Cooking Fish - What Do I Do With the Skin?

I’ve been cooking fish more often recently because I’ve found I like it when it’s made right, it’s good for you, and my kids will eat it. Just did a beer-batter-fried tilapia with red pepper relish and it was a big hit.

But, today when I bought the fish, I got tilapia instead of perch because the perch still had the skin on. I’ve bought skin-on fish before, and if I broil or steam it, it’s easy to get the skin off once it’s cooked. But I wanted to fry it, and you can’t batter and fry fish with the skin on and then expect to get the skin off without ruining the dish. I’ve tried cutting the skin off with a very sharp boning knife and I usually end up wasting about half the thickness of the filet.

Can the skin be left on certain fish? Seems like the skin is where all the “fishy oils” that people don’t like are concentrated. The texture doesn’t look all that appealing either. Maybe everyone eats the skin and I’m just picky, or an idiot. Enlighten me!

Most fish, the skin is the fishiest tasting part. Unless I’m gonna char it to a crisp, I usually take the skin off. You just lay it down skinside down, hold the thin end with like a towel or something for friction, and slice parallel to the cutting board with a thin, sharp knife. Inevitably you’ll miss a little meat, but practice will improve your ratio of skin to meat left on the board.
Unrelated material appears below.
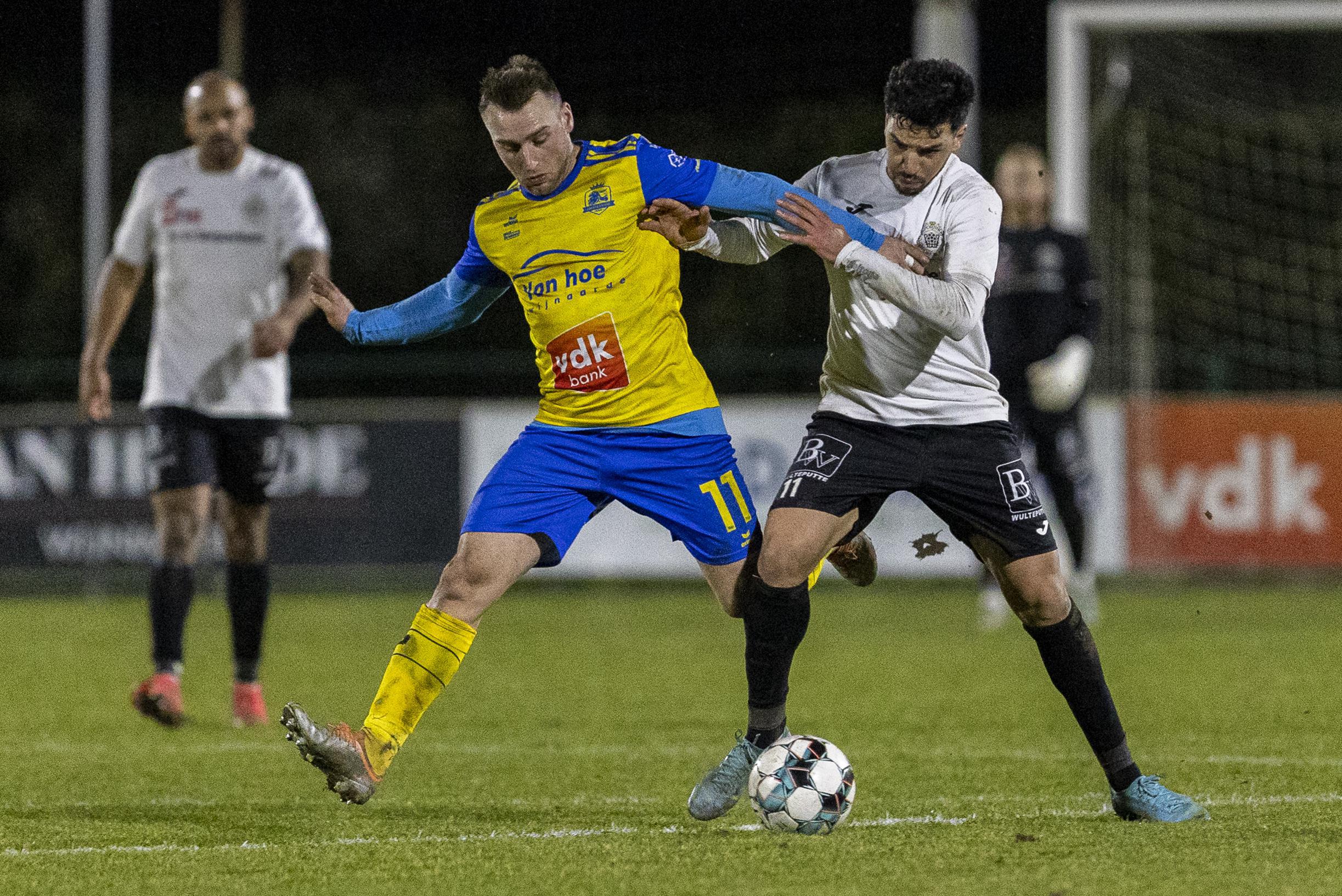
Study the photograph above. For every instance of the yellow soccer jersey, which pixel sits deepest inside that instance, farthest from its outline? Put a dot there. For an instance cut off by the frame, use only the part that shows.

Googling “skin a fish” gets lots of hits, including videos.

What lissener said - get yourself a good flexible filet knife - skin side to the cutting board and push the knife away from you - you’ll find the angle that works for you and you’ll de-skin it quickly.

start at the tail and work torward where the head used to be- that way what little fish you leave behind should be minimal.